Some interesting new emigration numbers are in this Guardian report, which details how the pillage of countries on the European periphery has triggered new outward migration patterns and some pretty astonishing numbers.
It concludes:
Given the state of its economy, it is no surprise that Greece is in the same boat. In 2010, 1.21 million people emigrated, according to the World Bank, equalling 10.8% of the population. The top destinations were Germany, Australia, Canada, Albania, Turkey, UK, Cyprus, Israel and Belgium. Skilled Greeks are particularly likely to leave – in 2010, 4,886 physicians emigrated, meaning that Greece lost 9.4% of its doctors in just one year.
Greece appears to be, by far the worst case. No country can sustain more than 10% outward migration over even a small number of successive years. As the article indicates, it's the professional class with the savings and mobility to leave who are emigrating.
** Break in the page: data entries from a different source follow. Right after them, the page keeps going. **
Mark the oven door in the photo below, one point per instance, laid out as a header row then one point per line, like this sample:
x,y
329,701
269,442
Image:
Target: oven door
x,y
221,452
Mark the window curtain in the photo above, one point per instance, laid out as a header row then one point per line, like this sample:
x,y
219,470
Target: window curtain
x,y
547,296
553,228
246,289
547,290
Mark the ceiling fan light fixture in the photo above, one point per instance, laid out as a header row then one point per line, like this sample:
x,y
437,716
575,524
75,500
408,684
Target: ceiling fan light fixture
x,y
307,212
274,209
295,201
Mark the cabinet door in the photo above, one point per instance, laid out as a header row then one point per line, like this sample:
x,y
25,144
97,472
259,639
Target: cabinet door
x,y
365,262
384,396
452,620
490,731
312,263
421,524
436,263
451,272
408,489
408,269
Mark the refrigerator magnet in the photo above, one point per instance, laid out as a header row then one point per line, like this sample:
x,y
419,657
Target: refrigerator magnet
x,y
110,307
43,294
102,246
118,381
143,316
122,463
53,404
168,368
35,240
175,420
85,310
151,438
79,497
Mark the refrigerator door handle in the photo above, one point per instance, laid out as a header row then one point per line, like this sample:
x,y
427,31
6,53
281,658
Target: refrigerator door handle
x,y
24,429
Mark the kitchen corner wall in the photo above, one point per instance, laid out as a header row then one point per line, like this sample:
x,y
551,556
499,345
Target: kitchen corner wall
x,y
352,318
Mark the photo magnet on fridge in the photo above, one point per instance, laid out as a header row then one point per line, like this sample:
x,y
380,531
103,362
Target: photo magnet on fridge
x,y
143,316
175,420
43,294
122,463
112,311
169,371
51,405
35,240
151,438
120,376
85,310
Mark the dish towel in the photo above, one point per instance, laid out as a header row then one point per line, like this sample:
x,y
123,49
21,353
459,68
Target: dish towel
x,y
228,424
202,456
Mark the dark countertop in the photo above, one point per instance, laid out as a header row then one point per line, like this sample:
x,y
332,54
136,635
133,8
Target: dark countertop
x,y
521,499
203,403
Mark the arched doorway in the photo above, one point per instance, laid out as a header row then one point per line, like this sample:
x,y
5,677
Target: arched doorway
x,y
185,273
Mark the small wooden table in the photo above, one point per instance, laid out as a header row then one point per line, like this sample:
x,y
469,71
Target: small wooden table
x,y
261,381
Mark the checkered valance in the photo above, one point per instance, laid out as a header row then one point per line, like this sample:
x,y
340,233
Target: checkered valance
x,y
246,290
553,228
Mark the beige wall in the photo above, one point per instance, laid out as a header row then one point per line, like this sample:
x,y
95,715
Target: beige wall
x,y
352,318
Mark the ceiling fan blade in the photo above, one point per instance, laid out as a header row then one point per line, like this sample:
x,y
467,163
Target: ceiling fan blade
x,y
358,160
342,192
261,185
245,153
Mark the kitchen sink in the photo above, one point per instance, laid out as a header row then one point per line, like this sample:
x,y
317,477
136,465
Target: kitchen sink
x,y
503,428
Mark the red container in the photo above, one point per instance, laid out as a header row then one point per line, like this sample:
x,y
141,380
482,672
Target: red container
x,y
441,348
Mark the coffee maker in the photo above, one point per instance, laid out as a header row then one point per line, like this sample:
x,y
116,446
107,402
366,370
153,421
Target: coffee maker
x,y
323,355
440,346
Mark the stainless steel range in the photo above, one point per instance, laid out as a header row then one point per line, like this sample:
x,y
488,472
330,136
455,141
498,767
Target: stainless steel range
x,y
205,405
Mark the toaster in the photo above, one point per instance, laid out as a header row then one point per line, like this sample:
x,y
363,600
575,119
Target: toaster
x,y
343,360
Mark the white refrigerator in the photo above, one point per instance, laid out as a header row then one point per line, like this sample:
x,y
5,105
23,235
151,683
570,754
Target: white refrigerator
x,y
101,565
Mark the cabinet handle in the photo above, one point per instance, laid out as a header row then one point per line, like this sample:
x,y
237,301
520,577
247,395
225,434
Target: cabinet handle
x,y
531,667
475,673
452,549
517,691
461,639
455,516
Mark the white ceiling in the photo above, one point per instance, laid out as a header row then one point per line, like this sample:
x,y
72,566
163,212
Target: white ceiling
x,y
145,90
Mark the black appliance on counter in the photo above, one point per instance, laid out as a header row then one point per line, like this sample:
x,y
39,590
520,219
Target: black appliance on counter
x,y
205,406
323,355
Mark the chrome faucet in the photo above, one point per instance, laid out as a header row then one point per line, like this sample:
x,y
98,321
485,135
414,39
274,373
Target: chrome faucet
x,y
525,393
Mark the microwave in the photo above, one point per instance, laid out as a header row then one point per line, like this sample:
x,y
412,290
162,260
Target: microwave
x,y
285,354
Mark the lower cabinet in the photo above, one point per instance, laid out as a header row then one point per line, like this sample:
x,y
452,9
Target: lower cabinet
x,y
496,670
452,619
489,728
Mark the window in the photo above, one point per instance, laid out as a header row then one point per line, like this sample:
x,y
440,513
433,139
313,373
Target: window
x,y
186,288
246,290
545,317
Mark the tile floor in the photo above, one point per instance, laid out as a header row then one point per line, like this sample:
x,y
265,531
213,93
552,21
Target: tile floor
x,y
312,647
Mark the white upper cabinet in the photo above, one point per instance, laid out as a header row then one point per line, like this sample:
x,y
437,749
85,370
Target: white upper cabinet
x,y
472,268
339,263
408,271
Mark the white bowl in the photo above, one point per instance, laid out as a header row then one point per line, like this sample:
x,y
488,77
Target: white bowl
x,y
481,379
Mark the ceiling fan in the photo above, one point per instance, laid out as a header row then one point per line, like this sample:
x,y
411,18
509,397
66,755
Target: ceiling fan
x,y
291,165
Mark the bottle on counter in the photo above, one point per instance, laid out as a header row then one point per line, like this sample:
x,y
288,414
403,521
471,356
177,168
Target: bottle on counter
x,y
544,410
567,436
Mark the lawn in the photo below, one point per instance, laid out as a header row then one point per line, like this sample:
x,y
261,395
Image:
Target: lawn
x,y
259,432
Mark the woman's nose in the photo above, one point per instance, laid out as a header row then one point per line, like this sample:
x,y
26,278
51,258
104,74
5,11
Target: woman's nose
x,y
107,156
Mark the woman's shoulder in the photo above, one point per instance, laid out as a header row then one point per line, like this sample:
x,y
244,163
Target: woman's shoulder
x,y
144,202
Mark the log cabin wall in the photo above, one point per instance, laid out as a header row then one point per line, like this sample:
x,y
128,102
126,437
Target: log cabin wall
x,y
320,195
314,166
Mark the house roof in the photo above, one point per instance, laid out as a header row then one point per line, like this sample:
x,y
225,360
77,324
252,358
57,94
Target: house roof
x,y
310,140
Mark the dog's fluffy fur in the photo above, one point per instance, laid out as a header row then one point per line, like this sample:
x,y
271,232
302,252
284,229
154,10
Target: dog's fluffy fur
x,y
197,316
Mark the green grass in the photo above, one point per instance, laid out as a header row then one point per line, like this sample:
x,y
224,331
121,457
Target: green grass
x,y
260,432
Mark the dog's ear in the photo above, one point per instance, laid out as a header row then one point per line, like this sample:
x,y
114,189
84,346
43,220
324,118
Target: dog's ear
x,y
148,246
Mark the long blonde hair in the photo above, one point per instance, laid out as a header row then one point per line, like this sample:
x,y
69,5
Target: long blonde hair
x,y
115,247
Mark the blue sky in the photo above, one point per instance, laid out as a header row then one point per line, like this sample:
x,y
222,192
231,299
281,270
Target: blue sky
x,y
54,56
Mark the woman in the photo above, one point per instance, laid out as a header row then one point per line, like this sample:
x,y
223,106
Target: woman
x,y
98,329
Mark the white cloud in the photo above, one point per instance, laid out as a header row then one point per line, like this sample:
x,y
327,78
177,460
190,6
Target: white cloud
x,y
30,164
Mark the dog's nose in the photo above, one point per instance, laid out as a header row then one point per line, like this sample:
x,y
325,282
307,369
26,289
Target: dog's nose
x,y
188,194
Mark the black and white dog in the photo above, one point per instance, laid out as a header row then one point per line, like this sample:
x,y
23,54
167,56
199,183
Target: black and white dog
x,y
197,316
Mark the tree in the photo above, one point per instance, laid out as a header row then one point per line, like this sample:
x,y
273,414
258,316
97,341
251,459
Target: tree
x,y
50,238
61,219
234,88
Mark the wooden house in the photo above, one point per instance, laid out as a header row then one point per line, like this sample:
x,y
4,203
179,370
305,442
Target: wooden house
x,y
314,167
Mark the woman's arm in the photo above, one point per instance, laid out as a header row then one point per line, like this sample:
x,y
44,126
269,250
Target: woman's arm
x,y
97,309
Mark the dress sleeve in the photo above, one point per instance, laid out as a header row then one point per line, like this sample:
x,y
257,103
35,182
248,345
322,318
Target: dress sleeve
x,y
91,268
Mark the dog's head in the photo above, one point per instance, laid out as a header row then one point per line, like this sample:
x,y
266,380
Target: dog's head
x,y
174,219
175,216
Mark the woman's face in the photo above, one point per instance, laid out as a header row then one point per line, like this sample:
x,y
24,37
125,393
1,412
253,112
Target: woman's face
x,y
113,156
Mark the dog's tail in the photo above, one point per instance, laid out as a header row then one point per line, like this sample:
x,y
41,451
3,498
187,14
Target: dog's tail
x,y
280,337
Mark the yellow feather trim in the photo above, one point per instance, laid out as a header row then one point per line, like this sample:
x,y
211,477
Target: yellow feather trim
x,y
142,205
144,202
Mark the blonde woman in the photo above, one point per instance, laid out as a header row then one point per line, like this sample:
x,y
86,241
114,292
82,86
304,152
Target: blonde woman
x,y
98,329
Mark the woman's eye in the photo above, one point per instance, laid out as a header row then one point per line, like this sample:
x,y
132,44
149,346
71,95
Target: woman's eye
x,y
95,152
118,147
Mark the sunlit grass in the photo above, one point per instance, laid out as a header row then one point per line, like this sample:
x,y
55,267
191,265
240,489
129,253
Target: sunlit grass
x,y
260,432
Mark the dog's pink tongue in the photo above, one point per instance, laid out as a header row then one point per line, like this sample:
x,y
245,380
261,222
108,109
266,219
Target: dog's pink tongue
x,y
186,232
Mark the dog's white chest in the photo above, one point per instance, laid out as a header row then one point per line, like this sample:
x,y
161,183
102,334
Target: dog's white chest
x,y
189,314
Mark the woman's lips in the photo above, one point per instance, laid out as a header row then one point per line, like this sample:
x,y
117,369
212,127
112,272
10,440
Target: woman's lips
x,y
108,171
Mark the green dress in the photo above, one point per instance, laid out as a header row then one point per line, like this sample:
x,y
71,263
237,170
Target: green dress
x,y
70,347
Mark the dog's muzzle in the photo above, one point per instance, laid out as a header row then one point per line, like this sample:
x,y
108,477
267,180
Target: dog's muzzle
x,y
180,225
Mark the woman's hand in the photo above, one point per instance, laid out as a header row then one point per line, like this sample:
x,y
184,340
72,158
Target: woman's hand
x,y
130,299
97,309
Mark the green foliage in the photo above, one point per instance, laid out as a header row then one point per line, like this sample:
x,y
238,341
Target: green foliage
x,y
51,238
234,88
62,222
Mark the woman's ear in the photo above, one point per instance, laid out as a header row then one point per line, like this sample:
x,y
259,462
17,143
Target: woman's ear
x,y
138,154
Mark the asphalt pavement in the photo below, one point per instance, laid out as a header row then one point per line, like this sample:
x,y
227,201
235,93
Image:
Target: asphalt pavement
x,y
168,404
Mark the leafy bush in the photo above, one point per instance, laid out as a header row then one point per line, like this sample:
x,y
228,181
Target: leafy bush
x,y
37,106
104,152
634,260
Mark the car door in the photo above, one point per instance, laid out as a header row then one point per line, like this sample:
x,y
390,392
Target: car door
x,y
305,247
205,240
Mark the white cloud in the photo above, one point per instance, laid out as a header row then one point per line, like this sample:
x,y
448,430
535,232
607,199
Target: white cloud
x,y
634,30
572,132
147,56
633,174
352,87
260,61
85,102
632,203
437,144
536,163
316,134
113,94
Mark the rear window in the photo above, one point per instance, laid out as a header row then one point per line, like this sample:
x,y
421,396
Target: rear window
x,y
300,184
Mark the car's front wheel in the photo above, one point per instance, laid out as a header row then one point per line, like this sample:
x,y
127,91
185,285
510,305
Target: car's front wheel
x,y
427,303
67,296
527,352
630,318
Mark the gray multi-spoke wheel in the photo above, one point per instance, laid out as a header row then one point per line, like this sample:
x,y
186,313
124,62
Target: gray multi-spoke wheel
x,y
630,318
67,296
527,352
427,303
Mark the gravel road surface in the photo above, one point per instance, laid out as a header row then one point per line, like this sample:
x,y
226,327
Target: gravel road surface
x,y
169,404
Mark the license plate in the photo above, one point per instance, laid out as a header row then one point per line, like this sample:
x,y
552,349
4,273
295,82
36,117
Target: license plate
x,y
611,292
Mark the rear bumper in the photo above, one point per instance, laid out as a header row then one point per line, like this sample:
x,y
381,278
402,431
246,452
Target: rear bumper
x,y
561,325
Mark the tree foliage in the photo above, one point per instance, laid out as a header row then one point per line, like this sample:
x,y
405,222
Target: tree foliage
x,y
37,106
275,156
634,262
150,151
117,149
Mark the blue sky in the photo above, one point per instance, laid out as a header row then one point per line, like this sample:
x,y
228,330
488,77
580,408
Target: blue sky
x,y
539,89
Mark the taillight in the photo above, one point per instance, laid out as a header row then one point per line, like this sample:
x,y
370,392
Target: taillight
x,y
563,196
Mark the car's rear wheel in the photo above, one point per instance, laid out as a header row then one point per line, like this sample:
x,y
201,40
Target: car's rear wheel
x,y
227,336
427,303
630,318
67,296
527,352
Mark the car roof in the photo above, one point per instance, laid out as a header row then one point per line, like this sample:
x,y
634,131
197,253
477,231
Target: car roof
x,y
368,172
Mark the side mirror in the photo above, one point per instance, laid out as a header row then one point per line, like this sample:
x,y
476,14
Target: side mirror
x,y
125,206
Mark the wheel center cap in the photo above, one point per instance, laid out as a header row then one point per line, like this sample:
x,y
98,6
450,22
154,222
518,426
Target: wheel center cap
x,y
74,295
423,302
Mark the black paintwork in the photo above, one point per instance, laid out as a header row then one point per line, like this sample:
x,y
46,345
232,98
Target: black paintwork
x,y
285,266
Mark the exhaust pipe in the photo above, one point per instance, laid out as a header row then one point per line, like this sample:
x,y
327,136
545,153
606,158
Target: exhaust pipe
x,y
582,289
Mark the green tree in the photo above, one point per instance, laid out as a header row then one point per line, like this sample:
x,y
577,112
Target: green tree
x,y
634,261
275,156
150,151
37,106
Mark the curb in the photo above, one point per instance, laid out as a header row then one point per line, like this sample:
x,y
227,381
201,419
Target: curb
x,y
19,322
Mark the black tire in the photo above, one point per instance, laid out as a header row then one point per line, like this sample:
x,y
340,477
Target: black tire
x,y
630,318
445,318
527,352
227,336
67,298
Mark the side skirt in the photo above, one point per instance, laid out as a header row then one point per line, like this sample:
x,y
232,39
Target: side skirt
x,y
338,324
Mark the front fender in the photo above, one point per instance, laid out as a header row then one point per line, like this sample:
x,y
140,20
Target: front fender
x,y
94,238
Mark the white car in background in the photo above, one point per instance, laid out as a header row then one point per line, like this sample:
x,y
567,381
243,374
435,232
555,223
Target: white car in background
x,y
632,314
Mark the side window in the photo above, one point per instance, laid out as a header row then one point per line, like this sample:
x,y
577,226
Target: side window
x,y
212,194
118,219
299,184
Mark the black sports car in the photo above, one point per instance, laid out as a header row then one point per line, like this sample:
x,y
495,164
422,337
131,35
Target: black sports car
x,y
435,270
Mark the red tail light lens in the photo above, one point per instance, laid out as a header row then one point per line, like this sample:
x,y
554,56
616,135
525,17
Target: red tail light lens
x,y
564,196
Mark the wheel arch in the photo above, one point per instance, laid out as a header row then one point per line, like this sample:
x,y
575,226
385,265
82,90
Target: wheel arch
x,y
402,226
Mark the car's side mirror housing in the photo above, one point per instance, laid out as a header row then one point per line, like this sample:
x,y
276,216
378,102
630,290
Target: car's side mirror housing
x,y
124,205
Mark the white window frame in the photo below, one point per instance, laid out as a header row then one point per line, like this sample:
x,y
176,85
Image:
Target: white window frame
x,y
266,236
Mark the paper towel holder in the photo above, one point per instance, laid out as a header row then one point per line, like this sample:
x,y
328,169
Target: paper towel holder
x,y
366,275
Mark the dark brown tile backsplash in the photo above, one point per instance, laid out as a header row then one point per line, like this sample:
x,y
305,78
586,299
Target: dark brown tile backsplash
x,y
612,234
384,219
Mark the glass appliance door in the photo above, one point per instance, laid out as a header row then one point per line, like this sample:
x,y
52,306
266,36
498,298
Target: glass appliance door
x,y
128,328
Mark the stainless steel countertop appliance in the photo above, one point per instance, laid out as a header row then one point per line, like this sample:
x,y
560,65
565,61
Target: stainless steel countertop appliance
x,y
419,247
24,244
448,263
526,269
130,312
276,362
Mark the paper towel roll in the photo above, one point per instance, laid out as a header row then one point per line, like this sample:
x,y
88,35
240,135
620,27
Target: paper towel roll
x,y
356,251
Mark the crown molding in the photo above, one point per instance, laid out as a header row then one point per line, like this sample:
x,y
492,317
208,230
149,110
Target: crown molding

Greece has plenty of people without the resources or skills required to emigrate. They will stay behind. But it's still a strange and fairly scary number. It demonstrates the massive impact that the extractionary policies of the 1% can have on an entire country.
One thing that I found fascinating about the article is the phenomenon of people moving from more developed countries like Portugal and Ireland to places like Angola and Brazil -- developing countries with lower standards of living but higher economic growth. This seems to indicate that the populations there are starting to believe that austerity is a permanent state of the economy. At what point do you lose enough faith in your own system that you think Angola is a better bet?
At any rate, this is a testament to the huge and ongoing disruption that is taking place in Europe right now. You have to wonder -- how did it come to pass that a handful of banks and big pools of money acquired the power to impose change on such a massive scale on sovereign foreign governments? How long will they be allowed to keep the power?
Greece has to lose 10% of its population per annum so that Deutsche Bank and Societe Generale don't make a sad over their bond investments?
Really?
What is more important here, an entire country's demographics and future -- or a few banks?